Former Truro resident helping Afghan army gets its message out
MAZAR-E SHARIF - With an unprecedented effort underway to revitalize war-torn Afghanistan it is vital its people are well informed about the transformational changes.
Enter Truro native Sandra Arnold.
The U.S. Department of Defense civilian and Navy Reserve Ensign was selected as the first civilian Public Affairs Advisory Team member in the country to partner with Afghan National Security Forces to build a sustainable public affairs capacity in the Northern Regional Afghan National Police Headquarters and Afghan National Army (ANA) 209th Corps.
"It's such a different experience, number one," said Arnold, 34, about her new assignment.
"It's a once in a lifetime experience for me to be able to be one of the first teams to come in and train the Afghan National Army, because they are really starting from the ground up."
On Thursday, she celebrated the two-month anniversary of her year-long deployment in the impoverished country and is pleased with the small steps achieved so far tackling a wide range of challenges.
"When we came in here they didn't even know how to email," she said.
People were driving more than an hour to pick up documents and photographs by hand and delivering them to requesting destinations, a process that is simplified greatly by email.

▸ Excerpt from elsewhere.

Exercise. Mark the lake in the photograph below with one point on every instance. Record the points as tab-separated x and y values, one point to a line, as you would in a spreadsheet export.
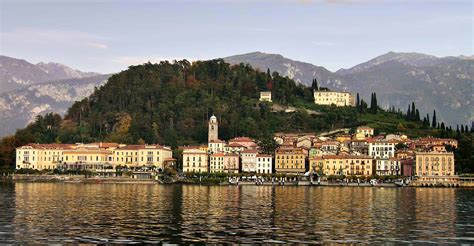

Arnold is a deputy public affairs officer permanently assigned to Naval Air Facility Atsugi, Japan, which she called a "writing intensive society" and was overwhelmed by the reality of Afghanistan's illiteracy rate.
"Before I came here I didn't realize how technologically challenged this county is and I had lofty goals," said Arnold. "I wanted to make sure they had this enormous communications plan that they could implement at the drop of a hat that we could use text messaging to get our emergency messages across.
"But then upon arriving here I realized approximately 10 per cent of the population is literate."
She said only 15 per cent of ANA soldiers are literate, which also poses a lot of challenges while instructing them.
Cellphone tower signal disruptions and Internet servers going down are also causing havoc for the three-person public affairs mentoring team.
Arnold said the Afghan army is growing and hopefully will soon be self-sufficient. She stressed the importance of a having a strong public affairs system in place by the time NATO forces pull out.
"They need to be able to gain the population's trust and respect and one way of doing that is through public affairs by telling the community what they are doing here, how you are protecting them, what you are doing to increase their safety, so public affairs will play a vital role in getting those messages out," said Arnold.
"You can do wonderful things all day long but if nobody knows anything about it, it doesn't have the same impact."
Arnold holds dual citizenship between Canada and the United States, but lived in Nova Scotia for 20 years where she attended school in Truro, graduating from Cobequid Educational Centre in 1994.
An internship while taking a paralegal course at the Nova Scotia Community College Springhill Campus lead her south of the border to Texas where she eventually joined the Navy.
She'll never forget the truly Canadian sight that greeted her when she first touched down in Kandahar, Afghanistan; an ice hockey rink without ice and a Tim Hortons with a line up out the door.
She has very fond memories of the years she spent in Truro, a community her sister Kelly and her three children still call home.
She said if it were not for the strong educational foundation she received from the local schools she attended here, she would not have been able to successfully pursue a career in public affairs.